How long does it take to find your first solo mining block?

It completely depends on your hashrate and the coin you choose. With my 180 MH/s on KawPow mining Ravencoin, I find a block every 45-65 days on average. Someone with 1 TH/s on Kaspa might find blocks every 2-3 weeks. The key is choosing a coin where your hashrate represents at least 0.01% of the network — that gives you a realistic chance of finding blocks every 1-3 months. Use the solo mining calculators to estimate your specific situation before getting started.

Is solo mining more profitable than pool mining for small miners?

For most small miners, pool mining is more profitable because steady income beats variance. But there’s a sweet spot: if you have enough hashrate to find blocks every 1-2 months on a specific coin, solo mining can be 8-15% more profitable because you avoid pool fees and payout thresholds. I make more solo mining Neoxa and Ravencoin with my GPUs than I would pool mining, but that’s only because my hashrate is appropriately sized for those networks. If you’re mining Bitcoin with a single S19, pool mining wins every time.

Do you really need to run your own full node for solo mining?

No, you can start solo mining using public solo pools like solo.ckpool.org or wattpool. These pools don’t split rewards — you get the entire block if you find it, minus a small 0.5-2% fee. Running your own node is more secure and educational, but it’s not required. I started with public solo pools and gradually set up my own nodes for the coins I mine regularly. If you’re just testing solo mining or mining a coin occasionally, public solo pools work fine.

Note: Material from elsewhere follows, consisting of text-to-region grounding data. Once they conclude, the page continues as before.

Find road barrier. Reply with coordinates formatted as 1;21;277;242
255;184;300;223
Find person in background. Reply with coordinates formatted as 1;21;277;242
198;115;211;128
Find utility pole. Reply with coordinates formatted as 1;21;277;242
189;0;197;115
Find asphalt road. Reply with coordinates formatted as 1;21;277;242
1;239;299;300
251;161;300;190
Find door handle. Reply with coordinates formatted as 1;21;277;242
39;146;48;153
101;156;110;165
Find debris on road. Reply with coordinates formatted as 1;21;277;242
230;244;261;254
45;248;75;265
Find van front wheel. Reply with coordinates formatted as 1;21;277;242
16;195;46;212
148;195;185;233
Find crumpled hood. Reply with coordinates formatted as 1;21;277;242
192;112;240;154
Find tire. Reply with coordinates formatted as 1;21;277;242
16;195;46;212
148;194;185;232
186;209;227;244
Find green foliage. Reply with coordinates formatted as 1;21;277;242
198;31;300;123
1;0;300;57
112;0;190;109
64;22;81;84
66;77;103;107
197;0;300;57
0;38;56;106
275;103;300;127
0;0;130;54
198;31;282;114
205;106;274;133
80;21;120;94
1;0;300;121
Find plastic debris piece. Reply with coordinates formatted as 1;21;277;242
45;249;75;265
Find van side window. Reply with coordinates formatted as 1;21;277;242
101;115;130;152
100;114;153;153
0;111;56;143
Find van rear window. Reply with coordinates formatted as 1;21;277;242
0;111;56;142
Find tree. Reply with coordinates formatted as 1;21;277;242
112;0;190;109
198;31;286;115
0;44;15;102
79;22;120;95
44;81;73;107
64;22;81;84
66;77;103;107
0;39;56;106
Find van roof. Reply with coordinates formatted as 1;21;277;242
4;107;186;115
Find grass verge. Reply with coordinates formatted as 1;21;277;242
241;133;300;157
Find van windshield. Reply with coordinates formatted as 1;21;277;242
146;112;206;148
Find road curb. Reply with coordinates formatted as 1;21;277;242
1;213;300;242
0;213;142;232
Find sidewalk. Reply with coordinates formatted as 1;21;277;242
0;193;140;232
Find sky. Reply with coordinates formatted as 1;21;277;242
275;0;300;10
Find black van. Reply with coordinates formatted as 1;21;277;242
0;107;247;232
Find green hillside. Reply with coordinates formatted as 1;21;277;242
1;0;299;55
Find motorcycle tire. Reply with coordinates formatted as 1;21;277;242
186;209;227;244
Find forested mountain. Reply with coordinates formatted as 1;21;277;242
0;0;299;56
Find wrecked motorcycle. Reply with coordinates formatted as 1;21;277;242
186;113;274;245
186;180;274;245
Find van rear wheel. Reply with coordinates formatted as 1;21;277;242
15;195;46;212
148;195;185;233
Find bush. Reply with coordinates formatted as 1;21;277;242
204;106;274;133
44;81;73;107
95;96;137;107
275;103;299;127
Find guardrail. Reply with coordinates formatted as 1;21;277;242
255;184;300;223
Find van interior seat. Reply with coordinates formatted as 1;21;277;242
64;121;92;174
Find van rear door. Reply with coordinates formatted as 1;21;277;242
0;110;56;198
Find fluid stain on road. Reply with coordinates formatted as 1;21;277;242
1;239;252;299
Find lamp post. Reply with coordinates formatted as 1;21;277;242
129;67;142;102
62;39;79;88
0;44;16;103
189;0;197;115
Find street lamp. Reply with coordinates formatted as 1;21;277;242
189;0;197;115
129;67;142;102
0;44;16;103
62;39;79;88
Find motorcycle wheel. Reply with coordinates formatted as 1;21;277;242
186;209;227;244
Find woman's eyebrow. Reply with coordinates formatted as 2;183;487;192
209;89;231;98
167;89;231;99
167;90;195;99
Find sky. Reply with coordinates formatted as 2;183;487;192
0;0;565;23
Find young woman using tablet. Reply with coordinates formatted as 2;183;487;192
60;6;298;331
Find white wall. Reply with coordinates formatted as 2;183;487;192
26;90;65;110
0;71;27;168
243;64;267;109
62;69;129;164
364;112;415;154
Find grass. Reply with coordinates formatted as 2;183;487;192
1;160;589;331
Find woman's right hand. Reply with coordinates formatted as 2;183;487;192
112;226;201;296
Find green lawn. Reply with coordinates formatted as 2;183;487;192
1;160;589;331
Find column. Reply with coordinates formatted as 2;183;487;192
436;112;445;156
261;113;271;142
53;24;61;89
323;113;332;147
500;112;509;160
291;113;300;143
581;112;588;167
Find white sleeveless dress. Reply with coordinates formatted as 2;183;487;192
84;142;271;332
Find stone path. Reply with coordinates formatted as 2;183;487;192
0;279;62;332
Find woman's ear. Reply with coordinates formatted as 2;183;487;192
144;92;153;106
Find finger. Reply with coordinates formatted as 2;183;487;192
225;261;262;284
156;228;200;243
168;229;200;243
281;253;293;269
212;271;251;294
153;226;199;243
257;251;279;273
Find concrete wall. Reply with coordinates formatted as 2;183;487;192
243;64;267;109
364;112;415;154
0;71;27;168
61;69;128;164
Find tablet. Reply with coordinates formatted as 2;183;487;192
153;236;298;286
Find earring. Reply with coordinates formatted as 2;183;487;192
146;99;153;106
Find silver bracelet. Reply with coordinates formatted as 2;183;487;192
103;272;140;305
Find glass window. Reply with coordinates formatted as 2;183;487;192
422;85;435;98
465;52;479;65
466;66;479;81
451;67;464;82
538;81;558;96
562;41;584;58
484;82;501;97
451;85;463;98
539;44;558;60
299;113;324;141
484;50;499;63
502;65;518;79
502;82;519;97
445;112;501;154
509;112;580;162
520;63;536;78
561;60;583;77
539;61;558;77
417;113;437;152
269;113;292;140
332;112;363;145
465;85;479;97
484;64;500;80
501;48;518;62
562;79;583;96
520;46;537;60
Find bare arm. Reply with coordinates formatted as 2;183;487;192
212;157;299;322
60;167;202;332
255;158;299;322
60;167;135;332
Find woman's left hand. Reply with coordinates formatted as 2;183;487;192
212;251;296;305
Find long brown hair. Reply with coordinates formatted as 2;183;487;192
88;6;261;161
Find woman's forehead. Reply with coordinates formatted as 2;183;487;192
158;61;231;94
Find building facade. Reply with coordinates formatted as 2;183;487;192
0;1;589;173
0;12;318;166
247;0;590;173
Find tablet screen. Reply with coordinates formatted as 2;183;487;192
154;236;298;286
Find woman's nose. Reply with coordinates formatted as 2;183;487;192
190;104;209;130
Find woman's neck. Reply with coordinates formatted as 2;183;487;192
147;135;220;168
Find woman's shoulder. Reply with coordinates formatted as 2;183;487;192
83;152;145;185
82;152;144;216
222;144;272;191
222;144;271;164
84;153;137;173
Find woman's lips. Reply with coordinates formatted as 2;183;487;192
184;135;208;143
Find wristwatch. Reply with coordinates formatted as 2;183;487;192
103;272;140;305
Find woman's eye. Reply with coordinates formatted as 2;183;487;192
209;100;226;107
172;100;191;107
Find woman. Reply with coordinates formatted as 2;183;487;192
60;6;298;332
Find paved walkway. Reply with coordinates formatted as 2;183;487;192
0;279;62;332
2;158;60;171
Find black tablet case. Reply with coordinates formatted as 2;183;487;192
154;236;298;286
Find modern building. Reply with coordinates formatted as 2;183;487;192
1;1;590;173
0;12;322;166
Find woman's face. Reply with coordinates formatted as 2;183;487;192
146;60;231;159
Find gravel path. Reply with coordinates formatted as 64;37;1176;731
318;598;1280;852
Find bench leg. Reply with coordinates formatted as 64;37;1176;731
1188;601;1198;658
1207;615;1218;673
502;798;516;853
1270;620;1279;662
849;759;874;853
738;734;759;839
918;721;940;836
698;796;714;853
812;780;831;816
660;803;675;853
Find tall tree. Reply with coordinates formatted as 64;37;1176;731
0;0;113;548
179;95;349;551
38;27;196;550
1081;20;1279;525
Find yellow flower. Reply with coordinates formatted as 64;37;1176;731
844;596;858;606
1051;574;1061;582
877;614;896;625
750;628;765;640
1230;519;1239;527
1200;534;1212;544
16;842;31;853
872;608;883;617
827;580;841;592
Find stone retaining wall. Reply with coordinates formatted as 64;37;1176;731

What’s the minimum hashrate needed to solo mine profitably?

There’s no universal minimum because it depends on the coin. The rule I use: your hashrate should be at least 0.01% of the network hashrate, which statistically gives you a block every 1-3 months. For Bitcoin, that would require over 500 TH/s (completely impractical for most people). For Ravencoin, you need around 150-200 MH/s. For smaller coins like Neoxa, even 50 MH/s can work. Check the coin’s network hashrate on a block explorer, do the math, and pick coins that match your hardware capabilities.

Can old ASICs like the Antminer S9 still find blocks solo mining?

Not on Bitcoin — an S9’s 13.5 TH/s would take literally decades to find a Bitcoin block. But on smaller SHA-256 coins like Peercoin or Bitcoin Cash SV, an S9 can still find blocks. I’ve seen solo miners find blocks on these networks with S9s every 3-4 months. The block rewards are smaller than Bitcoin, but if you’re paying cheap electricity and already own the hardware, it can still be profitable. Check out my full analysis of whether the S9 can still find blocks in 2026 for detailed numbers.